Ci-dessus, les trois autres points d’appel invoqués par le DPP mais non retenus:
- Si, comme l’a affirmé la Cour suprême, l’État doit prouver qu’un prévenu, sachant qu’il est en conflit d’intérêts et prend part aux délibérations d’un organisme public, l’État doit prouver que le prévenu a agi en connaissance de cause.
- La Cour suprême a-t-elle commis une erreur de droit en jugeant qu’il s’agissait d’une défense pour qu’un prévenu, accusé de conflits d’intérêts, plaide la bonne foi.
- Si, comme l’a statué la Cour suprême, une fois qu’un contrat a été attribué par un organisme public à une société dans laquelle le parent du fonctionnaire détient des actions, celui-ci ne peut subséquemment être en conflit d’intérêts dans les décisions relatives à l’exécution du contrat, tels que les arrangements internes relatifs au paiement du prix d’achat.
Les faits en bref
L’affaire remonte à mars 2010. Le gouvernement veut concrétiser le projet de création d’un hôpital gériatrique national. Pravind Jugnauth est vice-Premier ministre et ministre des Finances.
Le 3 juin 2010, la compagnie MedPoint Ltd soumet une offre pour le projet.
La sœur de Pravind Jugnauth, Shalini Devi Malhotra, née Jugnauth, détient des actions dans MedPoint.
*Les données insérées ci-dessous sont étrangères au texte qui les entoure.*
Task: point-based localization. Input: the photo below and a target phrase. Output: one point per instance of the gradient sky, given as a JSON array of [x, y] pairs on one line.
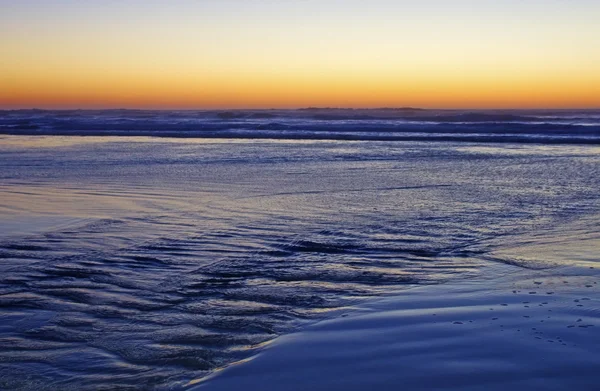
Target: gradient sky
[[295, 53]]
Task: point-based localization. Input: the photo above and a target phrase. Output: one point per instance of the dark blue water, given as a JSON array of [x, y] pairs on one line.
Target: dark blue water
[[407, 124], [143, 263]]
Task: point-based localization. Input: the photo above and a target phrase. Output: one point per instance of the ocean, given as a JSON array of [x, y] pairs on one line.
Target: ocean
[[143, 249]]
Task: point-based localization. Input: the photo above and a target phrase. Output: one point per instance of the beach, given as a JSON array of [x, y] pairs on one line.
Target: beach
[[536, 330], [139, 263]]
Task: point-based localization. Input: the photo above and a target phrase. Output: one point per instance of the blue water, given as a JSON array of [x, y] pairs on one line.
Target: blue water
[[541, 126], [138, 263]]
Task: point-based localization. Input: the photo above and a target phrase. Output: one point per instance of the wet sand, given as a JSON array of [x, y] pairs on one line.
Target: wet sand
[[526, 330]]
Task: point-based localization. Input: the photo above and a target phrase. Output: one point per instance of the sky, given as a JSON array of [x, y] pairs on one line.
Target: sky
[[296, 53]]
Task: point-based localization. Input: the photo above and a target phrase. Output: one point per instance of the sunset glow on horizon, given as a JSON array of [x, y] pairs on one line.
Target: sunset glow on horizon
[[278, 54]]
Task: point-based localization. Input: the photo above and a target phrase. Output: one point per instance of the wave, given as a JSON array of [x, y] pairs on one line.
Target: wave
[[571, 127]]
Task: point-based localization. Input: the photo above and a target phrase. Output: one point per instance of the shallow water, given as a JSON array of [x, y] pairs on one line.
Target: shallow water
[[137, 263]]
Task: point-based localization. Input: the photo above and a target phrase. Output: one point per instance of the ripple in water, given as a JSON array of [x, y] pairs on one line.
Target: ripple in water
[[147, 264]]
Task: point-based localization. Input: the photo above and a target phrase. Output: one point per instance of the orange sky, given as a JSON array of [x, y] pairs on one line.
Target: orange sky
[[233, 54]]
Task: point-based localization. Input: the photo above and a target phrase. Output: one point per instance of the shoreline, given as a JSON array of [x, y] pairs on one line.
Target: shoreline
[[528, 328]]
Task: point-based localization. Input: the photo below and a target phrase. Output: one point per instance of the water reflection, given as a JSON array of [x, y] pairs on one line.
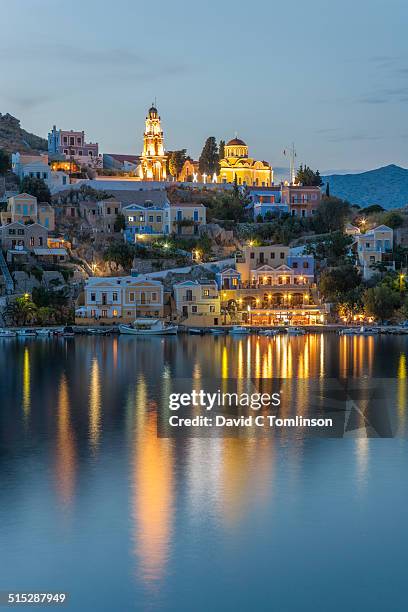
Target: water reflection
[[65, 449]]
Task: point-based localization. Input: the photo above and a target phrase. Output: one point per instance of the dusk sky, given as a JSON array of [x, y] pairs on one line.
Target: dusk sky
[[332, 77]]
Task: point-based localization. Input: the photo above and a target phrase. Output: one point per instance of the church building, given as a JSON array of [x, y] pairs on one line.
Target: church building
[[153, 160], [246, 170]]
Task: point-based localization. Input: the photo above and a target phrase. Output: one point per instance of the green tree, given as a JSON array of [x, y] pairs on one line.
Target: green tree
[[120, 222], [331, 215], [307, 177], [380, 302], [337, 283], [36, 187], [21, 311], [5, 162], [221, 149], [121, 254], [208, 161], [176, 162]]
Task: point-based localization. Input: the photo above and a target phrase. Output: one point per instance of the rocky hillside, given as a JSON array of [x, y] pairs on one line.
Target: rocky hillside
[[387, 186], [13, 138]]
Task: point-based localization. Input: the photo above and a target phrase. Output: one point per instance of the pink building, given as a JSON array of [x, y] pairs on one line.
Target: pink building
[[72, 144]]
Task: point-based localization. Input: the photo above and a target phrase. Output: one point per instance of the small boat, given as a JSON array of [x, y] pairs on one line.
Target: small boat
[[7, 333], [148, 327], [239, 330], [26, 333], [268, 332], [44, 331], [295, 331], [195, 331], [68, 332]]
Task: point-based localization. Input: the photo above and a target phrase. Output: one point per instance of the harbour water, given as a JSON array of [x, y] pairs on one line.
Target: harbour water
[[94, 504]]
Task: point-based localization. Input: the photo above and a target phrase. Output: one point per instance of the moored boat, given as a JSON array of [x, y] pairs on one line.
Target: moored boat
[[7, 333], [148, 327], [268, 332], [295, 331], [26, 333], [239, 330]]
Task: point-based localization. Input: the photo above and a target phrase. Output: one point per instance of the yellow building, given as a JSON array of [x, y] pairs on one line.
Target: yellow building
[[246, 170], [153, 160]]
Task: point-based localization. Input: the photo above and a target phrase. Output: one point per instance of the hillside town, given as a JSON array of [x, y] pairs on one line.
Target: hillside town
[[103, 240]]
S’il est démontré que Pravind Jugnauth n’a pas participé à la décision d’attribuer le contrat à MedPoint ltd, pour Rs 144,7 millions, ni dans la décision de paiement, il sera mis en cause dans un exercice de réallocation des fonds.
Le 23 décembre 2010, Pravind Jugnauth approuve la réallocation des fonds budgétaires en tant que ministre des Finances. Il est arrêté et inculpé pour conflit d’intérêts.
Le 30 juin 2015, Pravind Jugnauth est reconnu coupable par la cour intermédiaire.
Le 2 juillet 2015, il est condamné à 12 mois de prison.
Le 16 juillet 2015, le rapport social est soumis en cour intermédiaire, il est en faveur de Pravind Jugnauth. Ce dernier a refusé d’effectuer des travaux communautaires et a donné avis d’appel. Il a logé 22 points pour contester ce verdict.
Le 8 juin 2016, le DPP fait appel du jugement contre l’acquittement de Pravind Jugnauth.
Le 22 juin 2017, la Cour suprême autorise le DPP à faire appel devant le Privy Council, du jugement d’acquittement prononcé en faveur de Pravind Jugnauth.
Le 25 février 2019 : L’appel interjeté par le DPP rejeté devant le Judicial Committee du Privy Council.